Acórdão nº 2185/14.0EAPRT.G1 de Tribunal da Relação de Guimarães, 04 de Junho de 2018

Magistrado ResponsávelAUSENDA GON
Data da Resolução04 de Junho de 2018
EmissorTribunal da Relação de Guimarães

Acordam, em conferência, na Secção Penal do Tribunal da Relação de Guimarães: X - Actividades Hoteleiras Lda. veio interpor recurso do despacho proferido pela Sra. Juíza do Juízo Local de Guimarães, do Tribunal Judicial da Comarca de Braga, rejeitando o recurso de impugnação judicial que apresentara no dia 4-01-2018 da decisão da Autoridade de Segurança Alimentar e Económica (ASAE) de que a mesma fora notificada no dia 21-11-2017.

Com efeito, a Sra. Juíza considerou extemporânea tal impugnação porque, «segundo o disposto nos art.ºs 59.º e 60.º do RGCO, o prazo para interposição do recurso de impugnação judicial da decisão da autoridade administrativa é de vinte dias, após o seu conhecimento pelo arguido, suspendendo-se tal prazo aos sábados, domingos e feriados, tendo este prazo natureza administrativa e não judicial, não lhe sendo por isso aplicáveis as regras próprias dos prazos judiciais, nomeadamente não se suspende nem interrompe durante as férias judiciais».

*A arguida formulou na sua motivação as seguintes conclusões: (…) 2. Dispõe o artigo 59.°, n.° 3 do RGCO que o recurso é apresentado à autoridade administrativa que aplicou a coima, no prazo de 20 dias após o seu conhecimento pelo arguido.

  1. De acordo com o disposto no artigo 41.º do RGCO é subsidiariamente aplicável o processo penal e, nos termos do disposto no artigo 103.º n.º 1 do CPP «os actos processuais praticam-se nos dias úteis, às horas de expediente dos serviços de justiça e fora do período de férias judiciais», apenas se exceptuando os casos elencados nas alíneas a) a e) do n.º 2 do artigo 103.º do CPP e os actos considerados urgentes em legislação especial.

  2. O recurso de impugnação judicial, não constando do elenco das excepções do n.º 2 do artigo 103.º do CPP; 5. Nem estando previsto em legislação - especial ou outra - a urgência do acto ou a urgência do processo, no âmbito do qual se pratica o acto de impugnação judicial; 6. Então não se pode considerar que a mera interposição de um recurso de impugnação judicial seja um acto urgente, nem tão-pouco se pode aplicar aquela norma (excepcional) analogicamente.

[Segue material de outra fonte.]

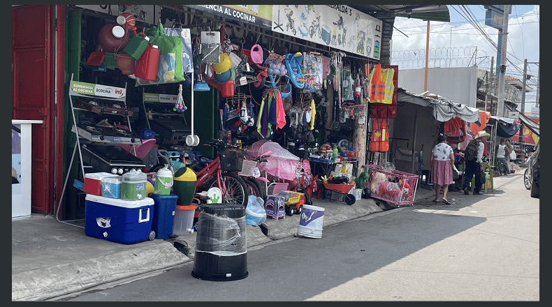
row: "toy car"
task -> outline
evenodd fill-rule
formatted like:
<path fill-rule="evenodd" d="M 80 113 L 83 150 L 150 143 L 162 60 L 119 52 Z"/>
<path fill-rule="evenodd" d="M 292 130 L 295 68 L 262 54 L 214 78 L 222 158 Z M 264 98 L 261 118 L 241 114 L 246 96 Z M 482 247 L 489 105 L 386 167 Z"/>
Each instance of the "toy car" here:
<path fill-rule="evenodd" d="M 291 216 L 293 213 L 300 214 L 303 212 L 303 205 L 305 204 L 306 200 L 304 193 L 292 190 L 281 190 L 278 195 L 284 197 L 286 214 Z"/>

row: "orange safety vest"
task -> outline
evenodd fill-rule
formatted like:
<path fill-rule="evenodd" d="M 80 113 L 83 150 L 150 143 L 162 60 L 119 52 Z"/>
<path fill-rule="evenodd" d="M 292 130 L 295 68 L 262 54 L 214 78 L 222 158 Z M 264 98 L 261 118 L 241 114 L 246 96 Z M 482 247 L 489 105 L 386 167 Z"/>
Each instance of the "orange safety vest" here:
<path fill-rule="evenodd" d="M 389 133 L 387 119 L 374 119 L 372 122 L 372 136 L 370 140 L 370 151 L 373 152 L 389 150 Z"/>
<path fill-rule="evenodd" d="M 382 65 L 377 64 L 374 67 L 370 83 L 370 100 L 383 100 L 385 99 L 385 82 L 382 81 Z"/>

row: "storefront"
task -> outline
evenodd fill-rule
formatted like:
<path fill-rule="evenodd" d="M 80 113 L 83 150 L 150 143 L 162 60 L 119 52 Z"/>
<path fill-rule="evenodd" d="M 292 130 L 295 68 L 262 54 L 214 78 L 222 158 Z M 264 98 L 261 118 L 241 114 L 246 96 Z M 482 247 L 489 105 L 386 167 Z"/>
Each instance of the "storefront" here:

  3. Refere ainda a alínea e) do artigo 279° do Código Civil que «à fixação do termo são aplicáveis, em caso de dúvida, as seguintes regras: (...) e) O prazo que termine em domingo ou dia feriado transfere-se para o primeiro dia útil; aos domingos e dias feriados são equiparadas as férias judiciais, se o acto sujeito a prazo tiver de ser praticado em juízo».

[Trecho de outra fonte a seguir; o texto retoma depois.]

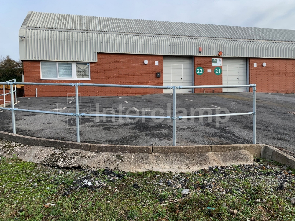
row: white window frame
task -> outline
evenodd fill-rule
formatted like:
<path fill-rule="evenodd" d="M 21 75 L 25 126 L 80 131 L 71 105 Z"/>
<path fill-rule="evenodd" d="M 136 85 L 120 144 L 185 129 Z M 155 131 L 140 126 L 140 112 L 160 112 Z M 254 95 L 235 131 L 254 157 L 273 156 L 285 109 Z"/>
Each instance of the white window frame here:
<path fill-rule="evenodd" d="M 42 62 L 50 62 L 51 61 L 42 61 Z M 55 62 L 56 62 L 56 78 L 44 78 L 42 77 L 42 68 L 41 67 L 41 61 L 40 62 L 40 80 L 90 80 L 90 62 L 84 62 L 83 61 L 77 62 L 67 62 L 63 61 Z M 88 63 L 89 64 L 89 78 L 81 78 L 77 77 L 77 65 L 76 63 Z M 58 63 L 71 63 L 72 64 L 72 77 L 60 77 L 58 76 Z"/>

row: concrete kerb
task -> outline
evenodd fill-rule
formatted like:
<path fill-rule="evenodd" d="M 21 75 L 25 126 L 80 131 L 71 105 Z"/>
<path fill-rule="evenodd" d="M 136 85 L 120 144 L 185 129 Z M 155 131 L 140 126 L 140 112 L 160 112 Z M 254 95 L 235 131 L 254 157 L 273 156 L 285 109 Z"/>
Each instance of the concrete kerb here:
<path fill-rule="evenodd" d="M 277 148 L 263 144 L 175 146 L 98 144 L 39 138 L 3 131 L 0 131 L 0 139 L 32 146 L 76 149 L 94 153 L 196 154 L 235 152 L 244 150 L 249 151 L 254 156 L 273 160 L 295 169 L 295 158 Z"/>

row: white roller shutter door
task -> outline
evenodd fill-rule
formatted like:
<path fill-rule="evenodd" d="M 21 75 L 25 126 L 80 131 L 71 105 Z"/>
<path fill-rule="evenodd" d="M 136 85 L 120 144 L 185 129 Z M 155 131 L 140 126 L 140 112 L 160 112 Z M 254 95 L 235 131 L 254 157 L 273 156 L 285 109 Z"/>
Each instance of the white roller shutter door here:
<path fill-rule="evenodd" d="M 193 85 L 192 59 L 191 57 L 164 56 L 163 57 L 163 81 L 164 86 L 190 86 Z M 177 90 L 176 93 L 191 93 L 192 89 Z M 164 93 L 172 90 L 164 89 Z"/>
<path fill-rule="evenodd" d="M 222 84 L 233 85 L 247 84 L 246 58 L 222 59 Z M 246 88 L 224 88 L 223 92 L 246 92 Z"/>

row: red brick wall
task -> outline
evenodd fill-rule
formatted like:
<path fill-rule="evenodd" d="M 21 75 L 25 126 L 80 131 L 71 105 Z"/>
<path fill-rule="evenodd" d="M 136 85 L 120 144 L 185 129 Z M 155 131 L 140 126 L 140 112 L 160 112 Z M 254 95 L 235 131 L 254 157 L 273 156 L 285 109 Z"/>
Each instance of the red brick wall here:
<path fill-rule="evenodd" d="M 266 66 L 262 66 L 265 62 Z M 254 63 L 257 67 L 254 67 Z M 295 92 L 295 60 L 249 58 L 249 81 L 258 92 Z M 250 90 L 252 91 L 252 90 Z"/>
<path fill-rule="evenodd" d="M 216 75 L 214 73 L 214 69 L 216 66 L 212 66 L 212 58 L 216 57 L 205 57 L 195 56 L 194 58 L 194 85 L 222 85 L 222 74 Z M 204 69 L 204 73 L 201 75 L 198 75 L 196 72 L 196 69 L 198 67 L 201 67 Z M 222 70 L 222 66 L 219 66 Z M 211 72 L 208 72 L 208 69 L 211 69 Z M 195 93 L 204 93 L 204 89 L 195 89 Z M 213 90 L 214 92 L 222 92 L 222 88 L 206 88 L 206 93 L 212 93 Z"/>
<path fill-rule="evenodd" d="M 99 84 L 163 85 L 163 56 L 162 55 L 101 53 L 98 62 L 90 63 L 90 80 L 41 80 L 40 62 L 24 61 L 25 82 L 70 83 L 78 82 Z M 148 64 L 145 65 L 146 59 Z M 159 65 L 155 61 L 159 61 Z M 156 73 L 160 72 L 161 77 Z M 25 86 L 25 96 L 66 96 L 74 93 L 74 87 Z M 161 93 L 163 89 L 80 87 L 81 96 L 132 96 Z"/>

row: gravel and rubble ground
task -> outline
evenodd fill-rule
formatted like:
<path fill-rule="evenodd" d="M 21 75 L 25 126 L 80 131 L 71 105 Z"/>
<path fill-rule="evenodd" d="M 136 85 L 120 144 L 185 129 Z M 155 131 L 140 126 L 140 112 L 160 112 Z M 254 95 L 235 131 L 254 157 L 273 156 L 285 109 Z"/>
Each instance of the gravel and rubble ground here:
<path fill-rule="evenodd" d="M 0 158 L 0 220 L 295 220 L 295 172 L 252 164 L 173 174 Z"/>

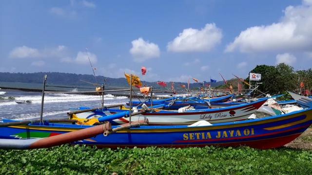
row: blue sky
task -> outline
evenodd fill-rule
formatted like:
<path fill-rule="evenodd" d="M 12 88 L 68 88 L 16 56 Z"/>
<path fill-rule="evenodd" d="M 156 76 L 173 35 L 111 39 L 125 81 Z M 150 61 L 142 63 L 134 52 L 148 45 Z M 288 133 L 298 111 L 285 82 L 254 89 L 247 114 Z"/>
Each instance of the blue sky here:
<path fill-rule="evenodd" d="M 312 0 L 2 0 L 0 71 L 186 82 L 312 65 Z M 88 50 L 86 50 L 88 48 Z"/>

  4. Pelo que é irrelevante a circunstância das entidades administrativas não gozarem de “férias judiciais”.

  5. Pois estas, por via do artigo 279.º, alínea e) do CC, são equiparadas a Sábados, Domingos e feriados e, nessa medida, em tais dias deverá considerar-se suspensa a contagem do prazo, por não serem considerados dias úteis.

  6. Nos presentes autos, tendo o termo do prazo caído em período de férias judiciais, este transferiu-se para o primeiro dia útil seguinte ao fim das férias judiciais – 4 de Janeiro de 2018.

  7. Salvo o devido respeito, a interpretação do Tribunal a quo - que considera que não se encontra suspenso em férias o recurso de impugnação judicial – não é harmonizável com as garantias processuais e constitucionais do arguido.

  8. Aliás, existe com esta interpretação uma violação ao princípio da igualdade, constitucionalmente consagrado, encontrando-se assim aquela também, fatalmente ferida de “não-conformidade-constitucional”.

  9. Pelo exposto, o tribunal a quo violou, ainda, os princípios do acesso ao direito e tutela jurisdicional efectiva e o da proporcionalidade e da proibição do excesso, consagrados nos artigos 20.º e 18.º, n.º 2 da Constituição da República Portuguesa.

Termos em que e nos demais de Direito, deve ser dado provimento ao recurso e, em consequência, o despacho que rejeitou o recurso de impugnação judicial revogado.

O recurso foi admitido por despacho proferido a fls. 98.

O Ministério Público, em 1ª Instância, apresentou resposta à motivação, pugnando pela improcedência do recurso, defendendo, em suma, que é de natureza administrativa o prazo de 20 dias para apresentação de recurso judicial de impugnação de decisão, em processo de contra-ordenação, com uma argumentação, que o Exmo. Sr. Procurador-Geral Adjunto, neste Tribunal, reforçou no douto parecer que emitiu.

Foi cumprido o art. 417º, nº 2, do CPP *Na medida em que o âmbito dos recursos se delimita pelas respectivas conclusões (art. 412º, nº 1, do CPP), importa apreciar e decidir a questão de saber se, tendo caído em período de férias judiciais, o termo do prazo para a interposição do recurso de impugnação judicial se teria transferido para o primeiro dia útil seguinte ao fim das férias (4-01-2018), por força do disposto nos arts. 41º do RGCO, 103º nº 1 do CPP e 279º, e), do CC.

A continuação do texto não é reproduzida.